Working closely with leading scientific institutions globally, this data will now be rigorously analyzed to improve insights in the role played by the Southern Ocean on regulating our planetary systems. We believe that this high-quality data set, combined with others from profiling floats, satellites, ships, and other instruments, will accelerate our understanding of critical questions like the role of the Southern Ocean as a source or a sink in the global carbon budget.
The first data set we’re making available on data.saildrone.com is SD 1020’s completed Antarctica Circumnavigation. In the Southern Ocean, SD 1020 was equipped with the standard Saildrone sensor suite, which collects a variety of variables from wind speed and direction to sea surface temperature, chlorophyll, and salinity. SD 1020 also carried an ASVCO2 to measure atmospheric and dissolved pCO2 (carbon flux), dissolved oxygen, water temperature, and pH, as well as an ADCP to measure the speed and direction of ocean currents.

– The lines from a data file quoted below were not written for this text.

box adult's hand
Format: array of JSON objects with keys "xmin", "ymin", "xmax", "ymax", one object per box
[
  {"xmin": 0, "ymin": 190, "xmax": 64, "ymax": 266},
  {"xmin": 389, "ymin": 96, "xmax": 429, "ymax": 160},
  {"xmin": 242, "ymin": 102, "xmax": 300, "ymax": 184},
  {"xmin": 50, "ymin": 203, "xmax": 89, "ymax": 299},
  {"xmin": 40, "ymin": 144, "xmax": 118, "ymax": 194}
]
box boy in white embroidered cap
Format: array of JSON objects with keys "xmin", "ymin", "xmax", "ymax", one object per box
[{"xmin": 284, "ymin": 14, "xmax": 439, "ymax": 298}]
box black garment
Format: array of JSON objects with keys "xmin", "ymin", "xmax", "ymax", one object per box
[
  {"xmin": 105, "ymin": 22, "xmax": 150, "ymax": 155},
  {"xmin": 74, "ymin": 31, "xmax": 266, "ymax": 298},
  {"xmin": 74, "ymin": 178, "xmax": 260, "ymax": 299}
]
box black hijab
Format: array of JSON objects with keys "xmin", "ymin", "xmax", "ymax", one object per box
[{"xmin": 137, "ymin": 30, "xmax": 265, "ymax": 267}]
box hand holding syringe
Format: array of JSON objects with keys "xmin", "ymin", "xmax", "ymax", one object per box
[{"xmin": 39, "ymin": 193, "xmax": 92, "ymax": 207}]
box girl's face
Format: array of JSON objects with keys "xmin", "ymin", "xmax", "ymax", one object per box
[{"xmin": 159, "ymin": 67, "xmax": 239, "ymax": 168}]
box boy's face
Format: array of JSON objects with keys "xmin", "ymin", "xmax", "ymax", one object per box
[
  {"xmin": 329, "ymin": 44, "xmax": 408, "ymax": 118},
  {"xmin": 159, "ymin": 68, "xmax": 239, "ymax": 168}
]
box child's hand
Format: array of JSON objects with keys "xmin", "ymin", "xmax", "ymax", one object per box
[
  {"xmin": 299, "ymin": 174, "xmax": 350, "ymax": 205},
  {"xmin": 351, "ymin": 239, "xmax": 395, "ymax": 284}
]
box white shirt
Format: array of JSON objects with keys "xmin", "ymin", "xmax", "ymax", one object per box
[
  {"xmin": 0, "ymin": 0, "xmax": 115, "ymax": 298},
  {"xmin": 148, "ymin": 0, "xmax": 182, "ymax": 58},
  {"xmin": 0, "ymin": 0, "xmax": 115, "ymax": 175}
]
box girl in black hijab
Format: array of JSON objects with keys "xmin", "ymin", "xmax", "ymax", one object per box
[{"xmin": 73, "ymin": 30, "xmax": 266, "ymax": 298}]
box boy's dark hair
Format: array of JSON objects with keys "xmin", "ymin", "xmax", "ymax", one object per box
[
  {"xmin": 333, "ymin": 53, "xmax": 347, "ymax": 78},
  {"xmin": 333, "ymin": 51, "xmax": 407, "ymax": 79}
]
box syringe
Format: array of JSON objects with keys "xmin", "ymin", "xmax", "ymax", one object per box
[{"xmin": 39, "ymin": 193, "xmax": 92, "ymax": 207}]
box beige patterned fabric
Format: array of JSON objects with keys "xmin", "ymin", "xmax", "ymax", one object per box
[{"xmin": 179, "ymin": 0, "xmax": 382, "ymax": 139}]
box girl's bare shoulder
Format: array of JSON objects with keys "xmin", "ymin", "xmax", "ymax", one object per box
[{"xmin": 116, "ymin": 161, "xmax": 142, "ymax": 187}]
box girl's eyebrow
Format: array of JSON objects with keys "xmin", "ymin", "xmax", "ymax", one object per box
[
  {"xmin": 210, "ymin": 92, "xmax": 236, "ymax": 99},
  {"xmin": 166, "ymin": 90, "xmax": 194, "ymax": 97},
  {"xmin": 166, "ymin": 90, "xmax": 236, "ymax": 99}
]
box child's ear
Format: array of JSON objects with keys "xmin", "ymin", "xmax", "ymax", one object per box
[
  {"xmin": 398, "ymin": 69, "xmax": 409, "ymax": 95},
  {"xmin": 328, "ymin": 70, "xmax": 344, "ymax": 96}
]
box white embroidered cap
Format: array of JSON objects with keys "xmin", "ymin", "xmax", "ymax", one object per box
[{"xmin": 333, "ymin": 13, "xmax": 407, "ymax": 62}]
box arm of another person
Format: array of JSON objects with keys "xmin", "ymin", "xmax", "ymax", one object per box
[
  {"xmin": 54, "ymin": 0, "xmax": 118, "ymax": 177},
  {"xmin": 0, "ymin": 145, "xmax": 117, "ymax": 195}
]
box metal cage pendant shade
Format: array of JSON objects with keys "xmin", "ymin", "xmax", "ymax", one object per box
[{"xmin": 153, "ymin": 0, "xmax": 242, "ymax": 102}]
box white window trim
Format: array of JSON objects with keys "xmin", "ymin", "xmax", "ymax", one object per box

The data available on data.saildrone.com is open and available for non-commercial purposes. To download hourly and minute-ly data, users will be required to complete a free registration form; daily data is available without registration. Anyone who uses Saildrone data is requested to cite the data set using this format.
Saildrone data is available in NetCDF (Network Common Data Form), which is a self-describing file type. A NetCDF file contains not only the data values, but the metadata related to those values—units, calibration dates, the manufacturer and serial number of the instrument, and where it was mounted on the vehicle.
“We strive to give consumers of the data we’re collecting as much metadata as possible; we’re producing not only really accurate data, but really accurate metadata, so that anyone can use the data with the right context and information about how it was collected,” said Kimberly Sparling, Senior Product Manager of Data Services at Saildrone.
Several other data sets are available via our partners. Data from the 2018 Baja California Mission, which compared Saildrone sea surface temperature (SST) measurements with that of a satellite and studied air-sea heat flux along dynamic frontal regions, is hosted on NASA’s Physical Oceanography Distributive Active Archive Center (PO.DAAC) website. The data set from the 2018 White Shark Ecosystem Survey studied the migratory habits of great white sharks and is hosted by the National Oceanographic and Atmospheric Administration (NOAA). Data from the 2019 Gulf Stream Mission to quantify wintertime air-sea heat and carbon exchange is hosted by our newest data partner, the European Marine Observation and Data Network (EMODnet).
The 2019 Antarctic Circumnavigation was generously supported by the Li Ka Shing Foundation and has resulted in a unique data set available for public consumption. The data set will be expanded as we continue to add the full high-resolution data from the entire fleet upon retrieval.
We encourage scientists and researchers to download and analyze this data set, and we look forward to reading the published peer-reviewed papers it might generate.